In this case, a cross-functional team of DTE employees worked together to develop a new process, which may help to save lives in the future.

“When we learned that we were impacting the Garden City Fire and Police Department’s ability to do their job, we decided to do a little more research to find out how we could make this situation better for the community,” said Russel Pogats, manager, Emergency Preparedness and Storm at DTE. “We ended up partnering with our Corporate and Government Affairs team, our regional managers and local fire and police departments to figure this out and create a new process.”

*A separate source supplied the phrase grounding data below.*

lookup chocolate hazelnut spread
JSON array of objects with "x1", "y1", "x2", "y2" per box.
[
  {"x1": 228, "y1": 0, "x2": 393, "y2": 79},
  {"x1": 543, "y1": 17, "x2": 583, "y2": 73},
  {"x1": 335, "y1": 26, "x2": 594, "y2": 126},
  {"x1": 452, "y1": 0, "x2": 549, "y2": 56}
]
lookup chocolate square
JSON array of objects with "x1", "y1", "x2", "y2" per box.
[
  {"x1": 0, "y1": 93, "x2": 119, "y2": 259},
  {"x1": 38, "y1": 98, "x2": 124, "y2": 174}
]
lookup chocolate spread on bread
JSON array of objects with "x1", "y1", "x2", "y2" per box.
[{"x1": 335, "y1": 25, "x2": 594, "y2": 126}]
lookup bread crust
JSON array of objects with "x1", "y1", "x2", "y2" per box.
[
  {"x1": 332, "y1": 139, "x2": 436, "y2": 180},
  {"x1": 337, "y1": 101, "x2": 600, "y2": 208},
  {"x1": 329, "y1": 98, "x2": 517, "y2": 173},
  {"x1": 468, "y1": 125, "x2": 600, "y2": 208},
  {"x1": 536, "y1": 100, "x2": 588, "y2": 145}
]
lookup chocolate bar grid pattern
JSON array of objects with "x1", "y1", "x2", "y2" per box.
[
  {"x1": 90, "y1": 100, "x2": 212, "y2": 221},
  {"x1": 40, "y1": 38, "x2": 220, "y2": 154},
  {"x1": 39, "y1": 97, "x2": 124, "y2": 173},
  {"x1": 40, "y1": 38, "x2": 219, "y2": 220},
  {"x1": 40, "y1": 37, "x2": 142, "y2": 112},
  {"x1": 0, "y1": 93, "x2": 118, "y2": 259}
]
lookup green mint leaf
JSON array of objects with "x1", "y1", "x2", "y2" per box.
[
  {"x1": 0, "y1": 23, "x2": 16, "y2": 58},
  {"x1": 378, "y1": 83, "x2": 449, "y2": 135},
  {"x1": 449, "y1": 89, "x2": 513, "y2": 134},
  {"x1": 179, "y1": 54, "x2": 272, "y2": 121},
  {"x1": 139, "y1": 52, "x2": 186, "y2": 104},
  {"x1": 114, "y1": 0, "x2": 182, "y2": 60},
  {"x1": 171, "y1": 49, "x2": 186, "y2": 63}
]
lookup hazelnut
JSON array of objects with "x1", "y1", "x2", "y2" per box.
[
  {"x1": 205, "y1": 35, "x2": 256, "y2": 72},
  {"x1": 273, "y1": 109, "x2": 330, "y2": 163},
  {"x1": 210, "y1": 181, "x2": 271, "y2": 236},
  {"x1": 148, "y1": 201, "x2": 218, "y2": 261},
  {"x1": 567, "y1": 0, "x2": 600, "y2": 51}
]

Now emergency personnel have a direct line to call DTE in severe situations. This assures that the urgency is understood, and we’re able to dispatch a crew to the emergency location as soon as possible. In return, firefighters are freed up faster to respond to other calls for assistance.

The team’s work also improved communication between fire chiefs, DTE’s EPS team and regional managers, and yielded better results. This has never been more evident than the recent catastrophic storm.

During the storm, Garden City Fire Chief Catherine Harman could not get through on the dedicated line due to the extremely high call volume. Russel Pogats and Barbara Rykwalder, DTE’s Wayne County regional manager, worked directly with her and central dispatch to record the downed wire locations and get crews to those locations immediately.

Barbara also sent daily text messages to key community officials, whose communities were affected by the storm, to share DTE’s communications updates. This allowed them to be posted to city websites to keep residents informed on the outages and our restoration efforts.

“I enjoy my job as regional manager because it allows me the opportunity to make a difference each day,” Rykwalder said. “I especially value collaborating with my leaders, co-workers, and all of DTE’s dedicated employees, who give 110 percent effort every day to creatively solve issues in the communities we serve.”

Through this collaboration, DTE successfully implemented a new process that emphasizes Purpose and better serves customers. DTE is also working with the Bureau of Fire Service to develop an electrical safety class for firefighters.

The work has not gone unnoticed. Garden City Fire Chief Harman even wrote a letter thanking DTE’s teams for their efforts.

“On behalf of the entire community of Garden City, I want to express our deepest gratitude for DTE’s efforts to safely restore 33 downed power lines in our city throughout the month of July,” Chief Harman said. “Thank you for partnering with us to keep Garden City safe.”